Gli anglosassoni, originari della Germania e della Scandinavia, riuscirono a conquistare tutta l’Inghilterra, e i britanni, i celti indigeni, furono relegati in quello che è oggi il Galles. Siccome Artù a quanto sembra era stato un capo dei britanni, le leggende relative alle sue imprese pare siano sopravvissute soprattutto nel Galles, prima di diventare una ricca fonte di ispirazione per i romanzi medievali a partire dal XII secolo. L’origine di alcune di queste tematiche nel contesto dei racconti arturiani medievali può darsi debba pertanto reperirsi nell’antica tradizione gallese o celtica. […]

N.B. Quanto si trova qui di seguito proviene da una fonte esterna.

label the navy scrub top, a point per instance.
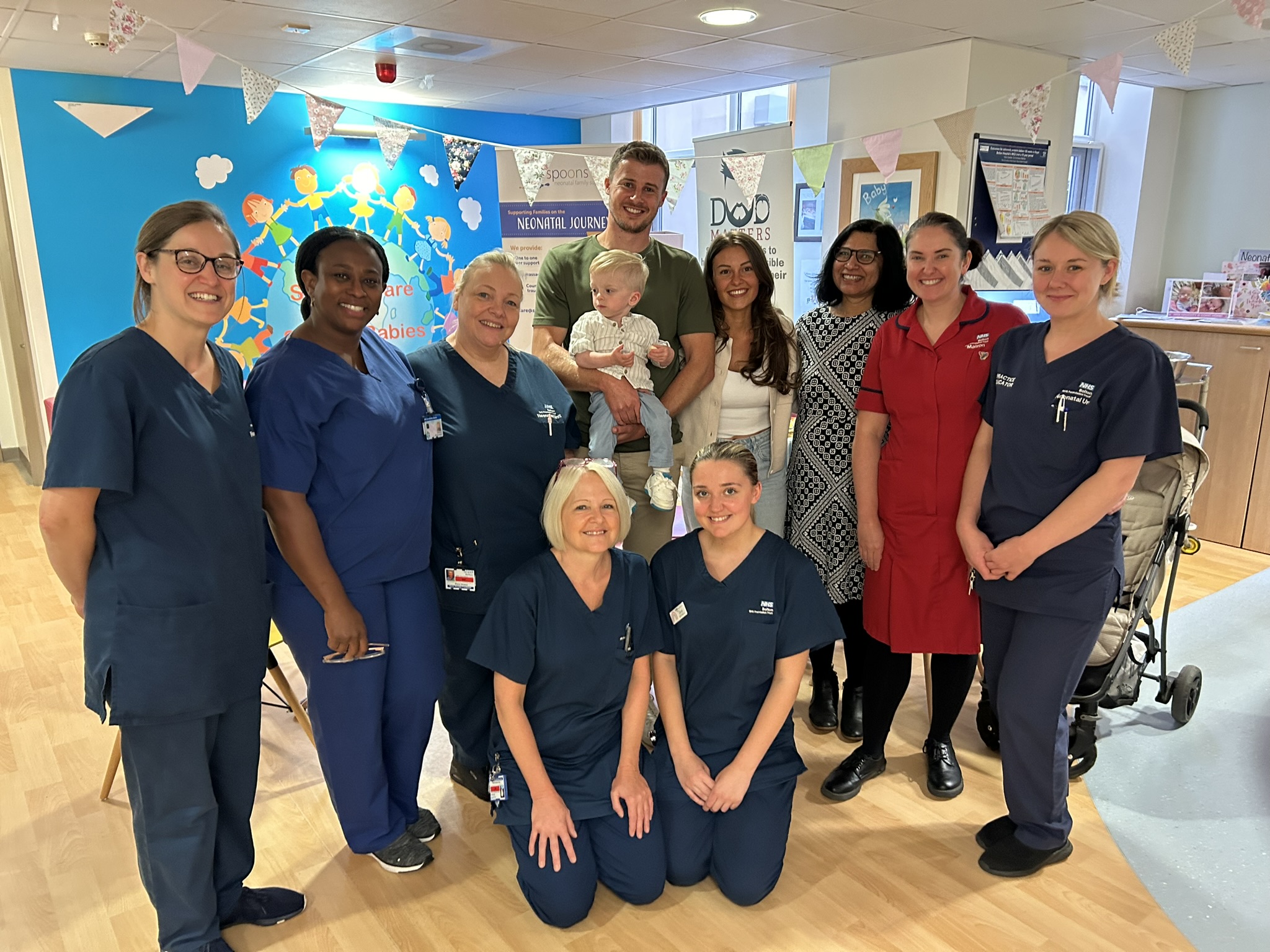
(575, 667)
(177, 610)
(353, 444)
(773, 606)
(502, 447)
(1052, 427)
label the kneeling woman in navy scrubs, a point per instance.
(151, 517)
(739, 610)
(346, 454)
(568, 638)
(1072, 409)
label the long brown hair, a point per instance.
(769, 363)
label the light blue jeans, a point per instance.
(770, 512)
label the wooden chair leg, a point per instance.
(280, 679)
(113, 765)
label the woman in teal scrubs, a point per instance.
(151, 517)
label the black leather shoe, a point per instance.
(995, 831)
(824, 710)
(853, 724)
(846, 780)
(1014, 860)
(943, 771)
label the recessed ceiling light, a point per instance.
(730, 17)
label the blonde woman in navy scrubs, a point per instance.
(567, 639)
(739, 610)
(1072, 409)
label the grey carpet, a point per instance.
(1191, 806)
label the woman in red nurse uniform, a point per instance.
(918, 412)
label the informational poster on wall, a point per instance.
(769, 218)
(568, 207)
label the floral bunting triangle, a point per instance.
(258, 90)
(460, 155)
(746, 170)
(957, 128)
(680, 169)
(393, 138)
(125, 24)
(533, 165)
(1179, 43)
(323, 116)
(813, 162)
(1030, 104)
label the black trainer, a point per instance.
(846, 780)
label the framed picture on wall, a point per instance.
(908, 196)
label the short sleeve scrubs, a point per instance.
(727, 638)
(575, 667)
(1053, 426)
(177, 610)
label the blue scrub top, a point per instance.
(773, 606)
(502, 447)
(177, 611)
(353, 444)
(1121, 400)
(575, 667)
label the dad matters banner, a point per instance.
(568, 207)
(769, 219)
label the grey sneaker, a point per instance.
(403, 855)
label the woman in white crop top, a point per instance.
(751, 398)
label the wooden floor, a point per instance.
(892, 870)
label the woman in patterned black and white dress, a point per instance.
(861, 284)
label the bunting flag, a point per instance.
(393, 138)
(746, 170)
(460, 154)
(957, 128)
(813, 163)
(258, 90)
(883, 148)
(125, 24)
(1030, 104)
(1105, 74)
(533, 165)
(323, 116)
(195, 60)
(1179, 43)
(680, 169)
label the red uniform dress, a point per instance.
(918, 601)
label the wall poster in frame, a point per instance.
(908, 196)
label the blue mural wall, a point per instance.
(89, 197)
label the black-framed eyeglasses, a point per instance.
(191, 262)
(863, 255)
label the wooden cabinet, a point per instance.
(1232, 506)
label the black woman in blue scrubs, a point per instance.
(1072, 409)
(508, 421)
(739, 611)
(346, 441)
(151, 517)
(568, 639)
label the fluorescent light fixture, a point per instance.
(729, 17)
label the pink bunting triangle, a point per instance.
(883, 148)
(323, 116)
(1105, 74)
(195, 60)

Il guerriero Artù, citato nella cronaca di Nennius scritta verso l’830, è esistito realmente? Molti studiosi si rifiutano di prendere in considerazione questa ipotesi, sostenendo che i romanzi arturiano sono troppo fantasiosi. Tuttavia, l’Artù di Nennius non è inserito in un contesto di magia e mistero, come invece in successivi racconti medievali, ma è ricordato in termini storici. Nennius cioè, lungi dal presentare un Artù romanzesco, si limita a descrivere un capo britannico che aveva combattuto con successo contro i sassoni.

Per contestualizzare il ruolo attribuito da Nennius ad Artù, è opportuno accennare alla caduta dell’Impero Romano e alle conseguenze che essa ebbe in Britannia.

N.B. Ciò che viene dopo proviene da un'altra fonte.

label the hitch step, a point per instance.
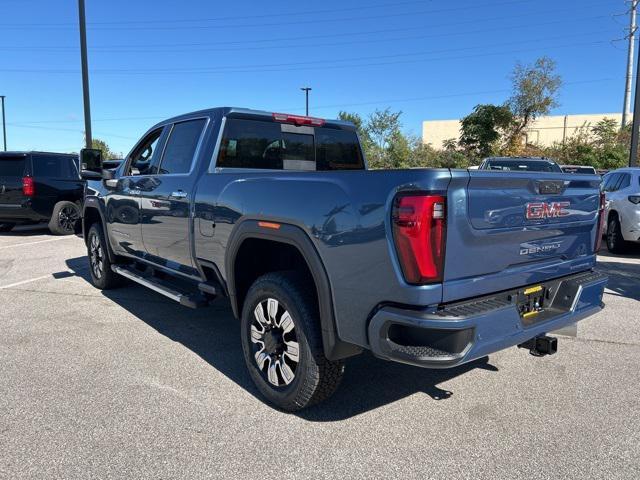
(191, 300)
(541, 346)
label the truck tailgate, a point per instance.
(508, 229)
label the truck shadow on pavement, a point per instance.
(624, 278)
(213, 334)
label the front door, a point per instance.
(123, 199)
(165, 198)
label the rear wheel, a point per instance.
(282, 343)
(102, 276)
(64, 219)
(615, 241)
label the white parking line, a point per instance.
(2, 287)
(39, 241)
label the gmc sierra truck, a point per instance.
(321, 258)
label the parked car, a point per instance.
(622, 192)
(521, 164)
(38, 187)
(585, 169)
(321, 258)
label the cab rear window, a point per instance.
(263, 145)
(54, 166)
(12, 167)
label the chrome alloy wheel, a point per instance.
(96, 256)
(276, 349)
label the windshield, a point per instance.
(523, 165)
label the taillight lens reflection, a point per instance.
(419, 227)
(28, 187)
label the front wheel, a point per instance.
(102, 276)
(64, 219)
(282, 343)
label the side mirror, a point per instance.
(91, 160)
(89, 175)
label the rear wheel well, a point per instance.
(256, 257)
(90, 216)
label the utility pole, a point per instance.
(635, 128)
(85, 74)
(626, 107)
(306, 94)
(4, 126)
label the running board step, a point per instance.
(191, 300)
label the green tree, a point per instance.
(535, 88)
(483, 129)
(107, 153)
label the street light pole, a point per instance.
(4, 126)
(306, 95)
(85, 74)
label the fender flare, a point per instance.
(334, 348)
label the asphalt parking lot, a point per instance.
(127, 384)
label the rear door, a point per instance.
(508, 229)
(12, 168)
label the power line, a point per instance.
(520, 27)
(305, 37)
(626, 106)
(315, 64)
(298, 22)
(215, 19)
(32, 124)
(37, 127)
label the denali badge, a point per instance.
(530, 249)
(542, 210)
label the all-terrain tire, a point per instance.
(102, 276)
(315, 377)
(65, 218)
(615, 241)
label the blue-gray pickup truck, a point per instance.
(322, 258)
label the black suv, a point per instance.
(40, 187)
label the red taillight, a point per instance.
(419, 227)
(298, 119)
(28, 187)
(600, 226)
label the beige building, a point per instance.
(544, 131)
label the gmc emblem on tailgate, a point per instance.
(542, 210)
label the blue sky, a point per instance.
(432, 59)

Nel 395, l’Impero Romano fu diviso in due parti, l’Impero d’Occidente, con capitale Roma, e l’Impero d’Oriente, governato da Costantinopoli, l’attuale Istanbul. Nei primi anni del V secolo si profilò il crollo dell’Impero d’Occidente; sebbene esso resistesse per qualche altro decennio ancora, la sua struttura era definitivamente minata. La sua fine ebbe inizio con disordini causati dagli unni dell’Asia centrale. Sospinta inizialmente da una serie di disastrosi raccolti, questa fiera e bellicosa popolazione si scagliò contro i goti occidentali, che furono scacciati dalle loro terre. A loro volta, i goti vinti varcarono il Danubio e il Reno, obbligando altre etnie a migrare verso Occidente. Roma era ormai ridotta sulla difensiva, e le orde barbariche di ogni parte d’Europa cominciarono a penetrare attraverso le frontiere dell’Impero. Alarico, re dei visigoti, calò in Italia nel 401 e nel 408 pose l’assedio all’Urbe stessa; per respingere l’assalto, i romani si trovarono nella necessità di ritirare truppe da avamposti coloniali in Britannia.[3]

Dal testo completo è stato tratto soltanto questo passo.